Boris Johnson is tired of having to be serious and gloomy. Instead he craves woolly optimism and vague, blustering hot-air speeches full of gaseous images that float off into the rhetorical stratosphere.

Not much optimism at the Royal Exchange Theatre in Manchester, which yesterday announced that 65% of its permanent staff face redundancy. That is one of our great theatres, a fantastic space and generally a credit to everyone involved.

That theatre was devastated by the IRA bombing on June 15 1996, and had to close for two years before reopening. We can only pray that Covid-19 won’t finish what the IRA failed to do.

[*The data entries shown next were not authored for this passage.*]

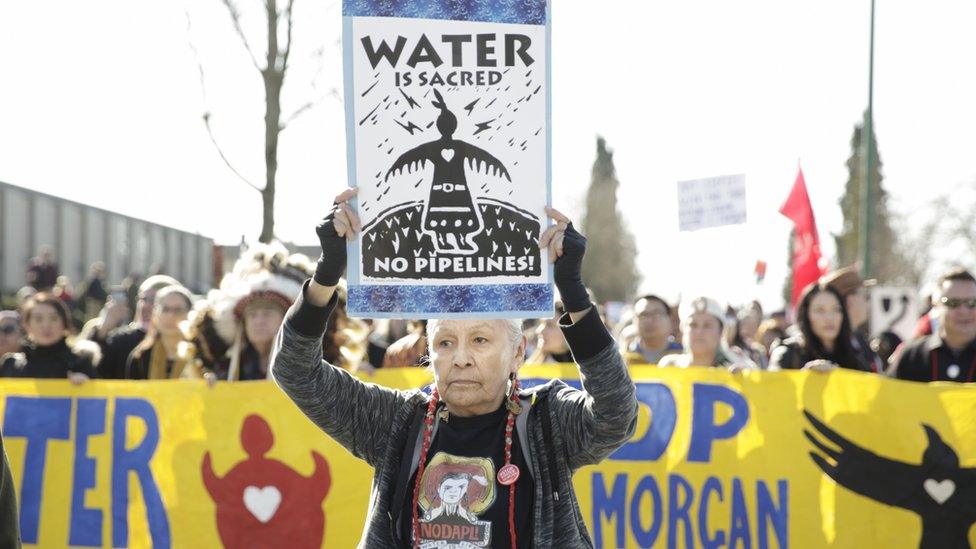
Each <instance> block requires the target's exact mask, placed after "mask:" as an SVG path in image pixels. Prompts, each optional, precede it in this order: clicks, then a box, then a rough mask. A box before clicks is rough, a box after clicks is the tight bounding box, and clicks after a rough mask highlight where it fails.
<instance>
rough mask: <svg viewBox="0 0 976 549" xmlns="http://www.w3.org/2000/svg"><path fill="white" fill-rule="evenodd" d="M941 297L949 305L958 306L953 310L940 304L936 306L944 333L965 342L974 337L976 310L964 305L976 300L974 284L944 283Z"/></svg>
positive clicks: (968, 306) (941, 304)
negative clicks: (956, 336) (962, 338)
mask: <svg viewBox="0 0 976 549" xmlns="http://www.w3.org/2000/svg"><path fill="white" fill-rule="evenodd" d="M942 297H944V298H946V300H947V301H949V302H950V304H958V306H957V307H955V308H950V307H949V306H948V305H946V304H942V303H940V304H939V306H938V307H939V314H940V315H941V316H942V322H943V324H944V325H945V329H946V332H948V333H950V334H953V335H958V336H959V337H960V338H965V339H967V340H968V339H973V338H974V337H976V309H974V308H973V307H970V306H969V304H968V303H965V302H966V301H968V300H971V299H976V284H974V283H972V282H969V281H966V280H949V281H946V282H944V283H943V284H942Z"/></svg>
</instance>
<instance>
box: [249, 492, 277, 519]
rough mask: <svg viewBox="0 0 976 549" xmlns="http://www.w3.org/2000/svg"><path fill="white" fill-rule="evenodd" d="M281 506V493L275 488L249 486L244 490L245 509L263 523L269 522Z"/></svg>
mask: <svg viewBox="0 0 976 549" xmlns="http://www.w3.org/2000/svg"><path fill="white" fill-rule="evenodd" d="M279 505H281V492H279V491H278V489H277V488H275V487H274V486H265V487H264V488H258V487H257V486H248V487H247V488H245V489H244V507H247V510H248V511H250V512H251V514H252V515H254V518H256V519H258V520H260V521H261V522H268V521H269V520H271V517H273V516H274V514H275V512H277V511H278V506H279Z"/></svg>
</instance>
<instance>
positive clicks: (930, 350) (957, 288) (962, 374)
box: [886, 269, 976, 383]
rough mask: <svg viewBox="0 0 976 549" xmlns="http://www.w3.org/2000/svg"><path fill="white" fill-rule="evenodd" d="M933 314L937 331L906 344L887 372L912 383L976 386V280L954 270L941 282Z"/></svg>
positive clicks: (942, 275) (933, 311)
mask: <svg viewBox="0 0 976 549" xmlns="http://www.w3.org/2000/svg"><path fill="white" fill-rule="evenodd" d="M931 314H932V315H933V316H934V317H935V318H936V319H938V321H939V328H938V330H937V331H936V332H935V333H934V334H932V335H930V336H927V337H924V338H921V339H917V340H915V341H913V342H911V343H908V344H906V345H905V346H904V347H903V348H902V349H901V350H900V351H899V352H897V353H896V355H897V358H896V359H895V361H894V363H892V365H891V367H889V368H888V371H887V372H886V373H887V375H889V376H891V377H895V378H898V379H906V380H909V381H955V382H959V383H973V382H976V277H974V276H973V274H972V273H970V272H969V271H966V270H963V269H955V270H952V271H949V272H948V273H946V274H944V275H942V276H941V277H940V278H939V284H938V294H937V295H936V299H935V301H934V306H933V307H932V311H931Z"/></svg>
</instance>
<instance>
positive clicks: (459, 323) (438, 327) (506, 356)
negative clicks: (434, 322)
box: [429, 320, 525, 415]
mask: <svg viewBox="0 0 976 549" xmlns="http://www.w3.org/2000/svg"><path fill="white" fill-rule="evenodd" d="M429 344H430V362H431V364H432V365H433V367H434V382H435V383H436V384H437V392H438V393H439V394H440V396H441V399H442V400H443V401H444V402H445V403H446V404H447V406H448V409H449V410H450V411H451V413H454V414H458V415H478V414H487V413H489V412H493V411H495V410H496V409H497V408H498V406H499V405H501V402H502V399H503V398H504V396H505V389H506V388H507V385H508V376H509V374H512V373H514V372H517V371H518V369H519V367H521V365H522V357H523V356H524V354H525V338H524V337H523V338H521V341H520V342H519V343H518V344H514V345H513V343H512V341H511V339H510V337H509V335H508V329H507V327H506V325H505V323H504V322H503V321H501V320H442V321H439V322H437V323H436V324H435V325H434V330H433V331H432V333H431V337H430V342H429Z"/></svg>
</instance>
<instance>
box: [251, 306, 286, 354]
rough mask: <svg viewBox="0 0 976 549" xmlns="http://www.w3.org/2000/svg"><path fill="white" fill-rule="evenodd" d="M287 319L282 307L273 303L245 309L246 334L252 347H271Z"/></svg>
mask: <svg viewBox="0 0 976 549" xmlns="http://www.w3.org/2000/svg"><path fill="white" fill-rule="evenodd" d="M284 319H285V313H284V311H282V310H281V308H280V307H277V306H275V305H273V304H271V303H254V304H252V305H250V306H248V307H247V308H245V309H244V333H245V335H247V340H248V341H250V342H251V345H255V346H258V347H265V346H267V345H270V343H271V342H272V341H273V340H274V338H275V336H276V335H277V334H278V328H280V327H281V322H282V321H283V320H284Z"/></svg>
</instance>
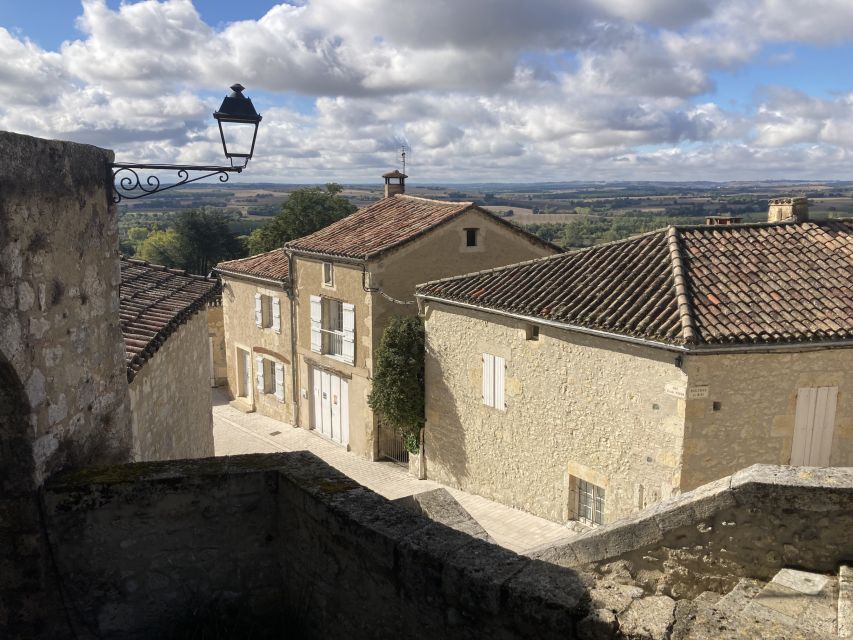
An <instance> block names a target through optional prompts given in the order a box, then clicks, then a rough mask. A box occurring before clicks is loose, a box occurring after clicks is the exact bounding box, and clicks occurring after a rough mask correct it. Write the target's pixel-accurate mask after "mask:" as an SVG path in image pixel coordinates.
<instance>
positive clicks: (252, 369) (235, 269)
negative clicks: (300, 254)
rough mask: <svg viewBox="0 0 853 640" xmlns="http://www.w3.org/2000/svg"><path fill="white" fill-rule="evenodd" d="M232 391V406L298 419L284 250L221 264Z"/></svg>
mask: <svg viewBox="0 0 853 640" xmlns="http://www.w3.org/2000/svg"><path fill="white" fill-rule="evenodd" d="M216 271H217V273H219V275H220V277H221V278H222V310H223V316H224V322H225V353H226V363H227V380H228V390H229V393H230V395H231V397H232V398H233V399H234V400H233V404H234V406H236V407H237V408H239V409H241V410H243V411H257V412H258V413H261V414H263V415H266V416H270V417H271V418H275V419H277V420H282V421H284V422H293V420H294V409H293V405H294V403H293V398H294V394H293V388H294V387H293V369H292V367H291V343H290V340H291V332H290V326H291V304H290V296H291V292H290V278H289V271H288V259H287V256H286V255H285V254H284V252H283V251H282V250H281V249H275V250H274V251H269V252H267V253H262V254H260V255H256V256H251V257H249V258H242V259H240V260H230V261H228V262H221V263H220V264H218V265H217V267H216Z"/></svg>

At the other end of the country, the Plymouth Theatre Royal announced last month that 100 jobs were at risk because of Covid-19. Any theatre you care to name between these two will be facing similar cliff-edge decisions. As for music venues, they’ve been told they can open but without performances: how upside down is that?

Oliver Dowden, the deeply uninspiring culture secretary, tweets today that he understands “the deep anxiety of those working in music & the desire to see fixed dates for reopening”. He says he is “pushing hard” to “give you a clear roadmap back”.

What an inspirational man: they should put him on a stage so that an audience of theatre directors, actors, musicians, technicians and so on can show their appreciation via the medium of air-borne rotten vegetables.

The furlough scheme has helped prevent economic chaos, although what will happen when that ends is anybody’s gloomy guess.

But we should never forget the importance of culture and the chances offered to escape and learn about ourselves, to connect with humanity, to open eyes and hearts and to feed our brains.

And if that’s over the top, you can lock me in pseud’s corner and throw away the key.

We are good at culture in this country and the thought of our cultural institutions hitting the rocks should worry us all.